Re: [Analytics] Records of article access

17 Oct 2014

I should also point out that "Toby not knowing who the staffer doing this
one, highly specific, very minor piece of data-dogging is" does not equate
to analytics not knowing who it is. I don't know what you do for a living
but do you tend to give your boss's boss a constant play-by-play, or? ;p.
It's documented in Trello just like everything else.

On 17 October 2014 16:55, Oliver Keyes &lt;okeyes(a)wikimedia.org&gt; wrote:

...
  It's me. Hi! I'm sort of confused by this.

 In terms of shady back-alley data dealing, let me set out exactly what
 happens.

 Every week, the signpost emails me a list of articles that have
 unexpectedly high pageview counts and would be in the top 25, but nobody
 can quite work out why they're so popular. I go through the logs for the
 last week (I'd be unable to do this for any queries more than a month ago
 anyway, since we only keep the unsampled data for that long, but a week is
 what's relevant here), and pull out a tuple of {ip,referer,user
 agent,article, requests} for the articles on that list.

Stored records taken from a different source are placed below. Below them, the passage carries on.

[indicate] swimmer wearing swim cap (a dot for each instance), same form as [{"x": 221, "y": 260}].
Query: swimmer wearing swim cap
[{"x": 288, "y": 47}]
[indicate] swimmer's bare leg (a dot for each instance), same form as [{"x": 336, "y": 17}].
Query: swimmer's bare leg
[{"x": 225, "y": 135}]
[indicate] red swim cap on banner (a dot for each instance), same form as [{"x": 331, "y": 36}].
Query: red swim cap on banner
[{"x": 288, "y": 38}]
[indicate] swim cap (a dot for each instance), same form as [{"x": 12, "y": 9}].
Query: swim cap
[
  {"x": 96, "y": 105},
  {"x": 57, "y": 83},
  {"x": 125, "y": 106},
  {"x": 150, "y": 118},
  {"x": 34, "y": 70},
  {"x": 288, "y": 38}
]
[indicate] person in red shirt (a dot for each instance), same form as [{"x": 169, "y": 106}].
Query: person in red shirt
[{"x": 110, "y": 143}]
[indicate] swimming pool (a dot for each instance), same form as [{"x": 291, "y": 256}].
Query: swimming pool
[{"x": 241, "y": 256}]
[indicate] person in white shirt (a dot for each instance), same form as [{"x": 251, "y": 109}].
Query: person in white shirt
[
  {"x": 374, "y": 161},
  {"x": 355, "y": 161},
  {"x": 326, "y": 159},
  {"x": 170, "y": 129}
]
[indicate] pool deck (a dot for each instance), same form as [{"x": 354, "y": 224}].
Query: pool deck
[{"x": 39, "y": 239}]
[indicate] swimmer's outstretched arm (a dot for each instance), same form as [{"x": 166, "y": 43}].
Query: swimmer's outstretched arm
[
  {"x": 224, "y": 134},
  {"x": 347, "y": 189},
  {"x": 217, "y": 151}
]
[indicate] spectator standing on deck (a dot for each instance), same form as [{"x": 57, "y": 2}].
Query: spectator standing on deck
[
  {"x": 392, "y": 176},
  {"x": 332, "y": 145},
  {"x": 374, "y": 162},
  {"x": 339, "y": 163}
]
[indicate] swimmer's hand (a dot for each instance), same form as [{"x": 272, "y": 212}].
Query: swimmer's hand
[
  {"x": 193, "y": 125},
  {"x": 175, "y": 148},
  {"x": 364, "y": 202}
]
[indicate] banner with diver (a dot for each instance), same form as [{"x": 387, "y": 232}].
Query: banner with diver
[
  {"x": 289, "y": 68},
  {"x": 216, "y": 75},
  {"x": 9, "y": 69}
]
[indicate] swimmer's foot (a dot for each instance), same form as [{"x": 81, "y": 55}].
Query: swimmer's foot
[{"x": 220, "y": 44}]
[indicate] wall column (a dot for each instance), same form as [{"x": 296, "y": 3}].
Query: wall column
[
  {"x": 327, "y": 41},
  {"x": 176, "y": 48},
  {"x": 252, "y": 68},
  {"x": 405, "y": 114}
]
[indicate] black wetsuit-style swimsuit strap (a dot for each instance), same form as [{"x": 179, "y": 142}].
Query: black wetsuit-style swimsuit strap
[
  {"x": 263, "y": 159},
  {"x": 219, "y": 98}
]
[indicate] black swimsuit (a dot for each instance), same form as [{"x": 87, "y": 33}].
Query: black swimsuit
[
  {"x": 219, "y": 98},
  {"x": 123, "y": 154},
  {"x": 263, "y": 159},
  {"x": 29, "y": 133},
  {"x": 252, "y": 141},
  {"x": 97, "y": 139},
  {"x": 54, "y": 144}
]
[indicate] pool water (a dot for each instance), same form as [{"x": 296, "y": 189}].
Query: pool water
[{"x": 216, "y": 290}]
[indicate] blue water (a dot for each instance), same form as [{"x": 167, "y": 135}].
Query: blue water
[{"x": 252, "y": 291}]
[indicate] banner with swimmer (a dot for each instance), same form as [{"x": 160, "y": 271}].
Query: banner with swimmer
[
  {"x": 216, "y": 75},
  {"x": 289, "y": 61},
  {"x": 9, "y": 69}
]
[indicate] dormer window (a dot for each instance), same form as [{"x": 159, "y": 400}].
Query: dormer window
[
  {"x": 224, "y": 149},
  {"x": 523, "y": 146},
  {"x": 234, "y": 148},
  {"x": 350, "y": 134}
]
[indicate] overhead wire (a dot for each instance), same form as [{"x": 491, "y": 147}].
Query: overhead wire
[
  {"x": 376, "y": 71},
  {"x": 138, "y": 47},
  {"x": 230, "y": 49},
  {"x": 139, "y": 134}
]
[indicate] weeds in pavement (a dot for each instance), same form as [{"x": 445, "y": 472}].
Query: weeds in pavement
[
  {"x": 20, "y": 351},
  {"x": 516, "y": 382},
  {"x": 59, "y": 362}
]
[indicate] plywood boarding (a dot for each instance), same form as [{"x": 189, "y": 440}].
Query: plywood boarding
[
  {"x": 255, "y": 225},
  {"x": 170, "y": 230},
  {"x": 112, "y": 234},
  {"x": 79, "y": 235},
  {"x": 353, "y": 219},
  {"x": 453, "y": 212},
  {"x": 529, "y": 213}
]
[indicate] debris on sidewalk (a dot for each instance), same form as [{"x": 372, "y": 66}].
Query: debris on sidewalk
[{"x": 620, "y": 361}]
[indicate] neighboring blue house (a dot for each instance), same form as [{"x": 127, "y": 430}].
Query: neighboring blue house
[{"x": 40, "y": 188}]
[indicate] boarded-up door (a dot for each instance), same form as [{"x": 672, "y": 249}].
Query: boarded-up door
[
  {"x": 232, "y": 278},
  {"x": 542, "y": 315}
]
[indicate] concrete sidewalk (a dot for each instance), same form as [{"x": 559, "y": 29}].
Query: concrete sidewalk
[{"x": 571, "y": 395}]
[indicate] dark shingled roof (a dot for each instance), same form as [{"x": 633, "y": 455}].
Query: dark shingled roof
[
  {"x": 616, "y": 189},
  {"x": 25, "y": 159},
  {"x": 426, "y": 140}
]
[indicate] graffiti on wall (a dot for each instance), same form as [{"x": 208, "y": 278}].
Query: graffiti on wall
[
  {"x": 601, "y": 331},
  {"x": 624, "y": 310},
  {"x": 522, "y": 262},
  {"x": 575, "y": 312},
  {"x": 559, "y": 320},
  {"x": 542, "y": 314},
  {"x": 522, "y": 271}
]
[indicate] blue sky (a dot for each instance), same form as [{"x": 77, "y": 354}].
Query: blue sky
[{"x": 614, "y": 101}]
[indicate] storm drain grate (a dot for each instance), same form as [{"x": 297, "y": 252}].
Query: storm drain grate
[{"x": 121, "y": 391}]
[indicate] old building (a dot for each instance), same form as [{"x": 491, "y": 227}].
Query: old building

 These tuples, which exist exclusively on our analytics machines (not even
 my personal, encrypted work laptop: they're only stored server-side, at all
 steps in this) are than hand-parsed by me. Can we pin all of the requests
 for [article], or at least most of them, on a single IP address, or a
 single {IP,user_agent} pair? Then it's probably a spammer or a spider or an
 [expletive]. No? Okay, if we sum by referer, do we see a common referer? If
 so, is that an actual referer or a fly-by-night live mirror? Questions like
 that.

 When I'm done with all of the articles, I email the signpost with "for
 article1, that looks legit. Article2 is a web crawler I'm going to email
 and shout at. Article3 is a live mirror. Article4 looks legit.
 Article5...". These requests are logged on our trello board, just like any
 other data request from any other party, community or staff. Milowent and
 the other signposters get zero IPs, zero user agents, and nothing anywhere
 near that range of information: that stuff doesn't even leave the server.
 And when I'm done with it, I nuke it so it's not even *there*.

 I hope that clarifies what's happening here. If you have specific
 questions about what we keep that's obviously more of a question for
 management.

 On 17 October 2014 12:27, Jonathan Morgan &lt;jmorgan(a)wikimedia.org&gt; wrote:

  Pine, have you considered asking Milowent who
they work with on the IP
 data? I really, really doubt that there is some sort of shady back-alley
 data dealing going down here. - Jonathan

 On Thu, Oct 16, 2014 at 9:52 PM, Pine W &lt;wiki.pine(a)gmail.com&gt; wrote:

  Thanks Toby.

 I understand that IPs are not an especially accurate way to look at
 unique visitors, but for the purposes of the Signpost's traffic report and
 the Top 25 I feel that they are reasonable approximations of ways to filter
 out what appear to be automated requests.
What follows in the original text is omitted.